Wednesday, July 8, 2020

SEBI ORDER PENDING FOR BEES SAAL, 2 DECADES - TAKEOVER OF POLO HOTELS LTD.


SMALL INVESTORS’ WELFARE ASSOCIATION
Regn No. F-72744 (M)
With a legacy of 25 years of investor protection services

TEXT OF LETTER WRITTEN TO SEBI
Sub. IMPLEMENTATION OF YOUR ORDER DATED 1ST AUGUST 2003 POLO HOTELS LTD.
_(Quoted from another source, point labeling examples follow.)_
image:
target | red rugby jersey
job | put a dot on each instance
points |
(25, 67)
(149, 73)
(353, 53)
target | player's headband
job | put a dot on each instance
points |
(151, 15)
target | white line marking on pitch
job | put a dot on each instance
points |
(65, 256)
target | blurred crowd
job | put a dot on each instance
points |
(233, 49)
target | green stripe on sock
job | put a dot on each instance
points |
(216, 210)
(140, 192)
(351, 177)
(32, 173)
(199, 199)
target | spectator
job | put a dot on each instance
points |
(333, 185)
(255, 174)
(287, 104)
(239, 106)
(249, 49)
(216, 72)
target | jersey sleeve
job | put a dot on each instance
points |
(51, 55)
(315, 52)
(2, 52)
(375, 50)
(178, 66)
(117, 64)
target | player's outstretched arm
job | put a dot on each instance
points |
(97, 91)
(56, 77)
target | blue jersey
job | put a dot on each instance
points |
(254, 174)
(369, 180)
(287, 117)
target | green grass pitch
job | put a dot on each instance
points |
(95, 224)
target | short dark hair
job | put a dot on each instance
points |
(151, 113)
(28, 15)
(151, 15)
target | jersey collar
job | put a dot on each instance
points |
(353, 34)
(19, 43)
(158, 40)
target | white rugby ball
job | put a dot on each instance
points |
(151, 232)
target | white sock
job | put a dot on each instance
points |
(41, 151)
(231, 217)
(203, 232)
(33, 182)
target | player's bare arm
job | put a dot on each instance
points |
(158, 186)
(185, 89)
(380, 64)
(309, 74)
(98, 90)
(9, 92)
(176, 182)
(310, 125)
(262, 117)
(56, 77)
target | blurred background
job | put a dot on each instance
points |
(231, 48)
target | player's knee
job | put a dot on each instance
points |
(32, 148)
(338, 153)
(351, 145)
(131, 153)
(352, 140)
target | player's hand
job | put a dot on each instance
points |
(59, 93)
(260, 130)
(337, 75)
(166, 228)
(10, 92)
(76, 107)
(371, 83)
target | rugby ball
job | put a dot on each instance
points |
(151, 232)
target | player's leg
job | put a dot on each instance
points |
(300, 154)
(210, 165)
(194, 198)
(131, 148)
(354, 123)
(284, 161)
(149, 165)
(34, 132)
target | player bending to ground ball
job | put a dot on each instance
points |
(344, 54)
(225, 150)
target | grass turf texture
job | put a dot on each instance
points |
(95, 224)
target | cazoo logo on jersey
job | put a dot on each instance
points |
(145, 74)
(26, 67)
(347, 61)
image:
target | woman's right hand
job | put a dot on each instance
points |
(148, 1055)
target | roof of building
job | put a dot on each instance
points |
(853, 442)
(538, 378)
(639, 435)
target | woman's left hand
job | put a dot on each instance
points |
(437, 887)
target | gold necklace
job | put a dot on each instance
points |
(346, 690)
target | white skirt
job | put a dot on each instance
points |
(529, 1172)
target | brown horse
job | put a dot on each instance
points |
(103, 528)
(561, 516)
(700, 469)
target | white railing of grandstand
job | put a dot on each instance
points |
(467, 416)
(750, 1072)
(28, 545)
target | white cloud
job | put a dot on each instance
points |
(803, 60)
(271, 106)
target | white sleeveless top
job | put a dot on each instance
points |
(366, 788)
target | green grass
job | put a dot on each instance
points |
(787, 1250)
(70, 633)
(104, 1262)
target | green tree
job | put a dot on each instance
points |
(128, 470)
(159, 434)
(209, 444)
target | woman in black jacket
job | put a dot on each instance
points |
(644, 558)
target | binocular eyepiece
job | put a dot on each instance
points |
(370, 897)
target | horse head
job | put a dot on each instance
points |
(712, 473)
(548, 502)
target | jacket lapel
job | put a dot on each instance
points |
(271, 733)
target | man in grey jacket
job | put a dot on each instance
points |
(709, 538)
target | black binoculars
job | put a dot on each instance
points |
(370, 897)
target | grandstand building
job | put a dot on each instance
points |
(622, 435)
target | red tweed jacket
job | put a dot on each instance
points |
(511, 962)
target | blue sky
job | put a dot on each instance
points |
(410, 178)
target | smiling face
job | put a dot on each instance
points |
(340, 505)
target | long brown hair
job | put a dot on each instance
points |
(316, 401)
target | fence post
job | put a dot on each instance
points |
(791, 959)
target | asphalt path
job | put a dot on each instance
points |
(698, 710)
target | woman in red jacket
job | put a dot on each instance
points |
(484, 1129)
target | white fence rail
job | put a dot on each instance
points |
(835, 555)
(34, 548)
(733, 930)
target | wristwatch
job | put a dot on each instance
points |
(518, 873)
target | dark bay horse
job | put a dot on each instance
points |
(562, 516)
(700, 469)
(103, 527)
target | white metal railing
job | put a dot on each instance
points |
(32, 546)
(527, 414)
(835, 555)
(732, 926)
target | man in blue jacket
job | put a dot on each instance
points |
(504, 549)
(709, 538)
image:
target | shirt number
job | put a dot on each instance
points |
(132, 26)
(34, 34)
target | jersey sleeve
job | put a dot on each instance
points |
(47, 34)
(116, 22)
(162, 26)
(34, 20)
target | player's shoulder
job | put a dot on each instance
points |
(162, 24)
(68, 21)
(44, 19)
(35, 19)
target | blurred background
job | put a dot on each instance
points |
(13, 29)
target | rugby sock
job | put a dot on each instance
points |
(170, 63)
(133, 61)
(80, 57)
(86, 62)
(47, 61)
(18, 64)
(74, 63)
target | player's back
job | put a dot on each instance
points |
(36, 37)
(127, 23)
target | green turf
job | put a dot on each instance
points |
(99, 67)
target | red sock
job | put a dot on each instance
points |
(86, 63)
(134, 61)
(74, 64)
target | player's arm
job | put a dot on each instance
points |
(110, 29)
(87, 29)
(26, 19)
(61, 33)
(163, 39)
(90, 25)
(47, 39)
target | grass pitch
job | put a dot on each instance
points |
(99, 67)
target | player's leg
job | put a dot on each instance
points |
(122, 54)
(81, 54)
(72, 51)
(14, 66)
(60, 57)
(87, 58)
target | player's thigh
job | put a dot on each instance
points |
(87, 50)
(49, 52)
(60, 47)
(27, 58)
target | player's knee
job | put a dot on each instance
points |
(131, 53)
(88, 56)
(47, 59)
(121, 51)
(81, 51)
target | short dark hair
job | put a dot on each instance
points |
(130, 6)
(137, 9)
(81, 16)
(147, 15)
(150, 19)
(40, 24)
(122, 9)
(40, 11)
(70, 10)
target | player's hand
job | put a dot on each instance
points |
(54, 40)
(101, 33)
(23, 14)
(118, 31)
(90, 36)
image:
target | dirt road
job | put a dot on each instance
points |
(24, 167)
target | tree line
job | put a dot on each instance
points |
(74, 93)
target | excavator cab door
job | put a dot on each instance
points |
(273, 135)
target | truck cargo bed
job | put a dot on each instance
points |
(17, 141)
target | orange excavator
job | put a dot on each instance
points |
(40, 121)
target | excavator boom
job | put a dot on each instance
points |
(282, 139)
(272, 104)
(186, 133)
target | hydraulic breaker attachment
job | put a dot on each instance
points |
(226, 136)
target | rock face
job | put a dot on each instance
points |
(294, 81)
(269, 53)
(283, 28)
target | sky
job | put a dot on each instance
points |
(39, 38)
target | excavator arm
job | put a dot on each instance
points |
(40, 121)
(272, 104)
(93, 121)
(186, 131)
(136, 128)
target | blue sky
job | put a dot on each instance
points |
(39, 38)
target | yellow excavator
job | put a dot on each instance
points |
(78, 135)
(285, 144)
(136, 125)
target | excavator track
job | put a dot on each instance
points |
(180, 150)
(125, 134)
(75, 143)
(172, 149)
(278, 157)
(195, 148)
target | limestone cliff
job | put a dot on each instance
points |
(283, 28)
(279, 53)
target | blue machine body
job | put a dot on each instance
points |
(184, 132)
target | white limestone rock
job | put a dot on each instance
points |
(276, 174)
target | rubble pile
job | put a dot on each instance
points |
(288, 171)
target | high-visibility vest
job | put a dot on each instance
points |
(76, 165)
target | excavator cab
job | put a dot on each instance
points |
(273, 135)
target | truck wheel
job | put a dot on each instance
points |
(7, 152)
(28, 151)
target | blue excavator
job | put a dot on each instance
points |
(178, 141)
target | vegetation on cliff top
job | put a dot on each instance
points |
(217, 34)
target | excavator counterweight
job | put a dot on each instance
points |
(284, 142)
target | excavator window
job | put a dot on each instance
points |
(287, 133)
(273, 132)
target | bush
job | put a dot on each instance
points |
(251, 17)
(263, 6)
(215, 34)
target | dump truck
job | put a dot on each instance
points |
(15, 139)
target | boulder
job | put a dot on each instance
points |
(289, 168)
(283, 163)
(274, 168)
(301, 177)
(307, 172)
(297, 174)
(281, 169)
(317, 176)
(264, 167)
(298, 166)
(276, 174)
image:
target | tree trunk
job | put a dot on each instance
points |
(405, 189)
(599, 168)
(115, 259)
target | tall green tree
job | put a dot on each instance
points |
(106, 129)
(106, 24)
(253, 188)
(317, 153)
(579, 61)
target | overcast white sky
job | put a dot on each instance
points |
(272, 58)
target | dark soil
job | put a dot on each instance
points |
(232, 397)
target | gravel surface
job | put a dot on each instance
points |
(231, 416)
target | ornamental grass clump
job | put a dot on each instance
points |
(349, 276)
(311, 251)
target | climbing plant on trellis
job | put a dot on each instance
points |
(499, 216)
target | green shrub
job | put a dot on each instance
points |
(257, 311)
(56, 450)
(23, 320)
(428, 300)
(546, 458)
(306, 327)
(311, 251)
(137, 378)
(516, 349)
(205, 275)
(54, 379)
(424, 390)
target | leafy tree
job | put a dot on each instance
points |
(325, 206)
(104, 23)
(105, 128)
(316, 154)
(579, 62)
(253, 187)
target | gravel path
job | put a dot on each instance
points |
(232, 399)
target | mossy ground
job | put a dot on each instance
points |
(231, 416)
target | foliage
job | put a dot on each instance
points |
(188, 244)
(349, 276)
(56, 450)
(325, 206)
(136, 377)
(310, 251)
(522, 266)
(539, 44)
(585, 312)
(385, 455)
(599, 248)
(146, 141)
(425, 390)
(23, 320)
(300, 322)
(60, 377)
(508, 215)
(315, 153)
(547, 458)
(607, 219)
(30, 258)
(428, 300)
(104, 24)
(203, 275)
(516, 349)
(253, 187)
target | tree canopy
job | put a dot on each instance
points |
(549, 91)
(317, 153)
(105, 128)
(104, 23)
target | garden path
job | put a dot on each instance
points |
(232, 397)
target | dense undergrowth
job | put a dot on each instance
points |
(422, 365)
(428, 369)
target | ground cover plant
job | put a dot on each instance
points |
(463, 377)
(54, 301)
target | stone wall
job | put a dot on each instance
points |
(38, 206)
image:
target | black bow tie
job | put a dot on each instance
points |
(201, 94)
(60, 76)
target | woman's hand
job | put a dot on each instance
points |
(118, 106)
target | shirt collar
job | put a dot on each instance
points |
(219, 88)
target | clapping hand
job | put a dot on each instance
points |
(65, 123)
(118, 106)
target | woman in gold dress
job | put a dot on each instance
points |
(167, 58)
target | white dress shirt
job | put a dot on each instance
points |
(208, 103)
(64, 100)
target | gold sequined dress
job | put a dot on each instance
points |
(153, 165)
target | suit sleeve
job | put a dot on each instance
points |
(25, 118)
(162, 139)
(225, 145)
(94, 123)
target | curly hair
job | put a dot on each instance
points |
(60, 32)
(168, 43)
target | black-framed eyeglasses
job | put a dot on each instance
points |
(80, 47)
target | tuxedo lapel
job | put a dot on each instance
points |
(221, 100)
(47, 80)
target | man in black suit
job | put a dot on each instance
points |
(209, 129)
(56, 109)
SEBI order of 1st  August  2003 having been upheld at all the forums right up to the Supreme Court has not yet been implemented. The biggest challenge in front of SEBI is to get this order implemented and mitigate the sufferings of small shareholders who are suffering for no fault of theirs. On top of this, the practice of allowing the defaulters to pay interest only to the original shareholders has cut the liberties of the poor shareholders to use their own savings for their personal emergency. The case of the biggest non-promoter shareholder  is a great example. he is an highly decorated soldier, now aged about 75 and sick. He is an spinster  and leaves alone at Chandigarh with no one to take care of him. He had invested huge amount in the then most happening hotel company in his city –POLO HOTELS LTD.  He has been holding the shares from a date prior to its takeover. Today, he is living on borrowed money as his investment of crores in Polo Hotels Ltd. is stuck. Because of old age and no personal support/ assistance he often falls down and at times gets admitted to the military hospital, not only for treatment but also for convalescence, since he cannot afford any nurse etc. at home, inspite of crores of Rupees invested in shares of Polo Hotels Ltd.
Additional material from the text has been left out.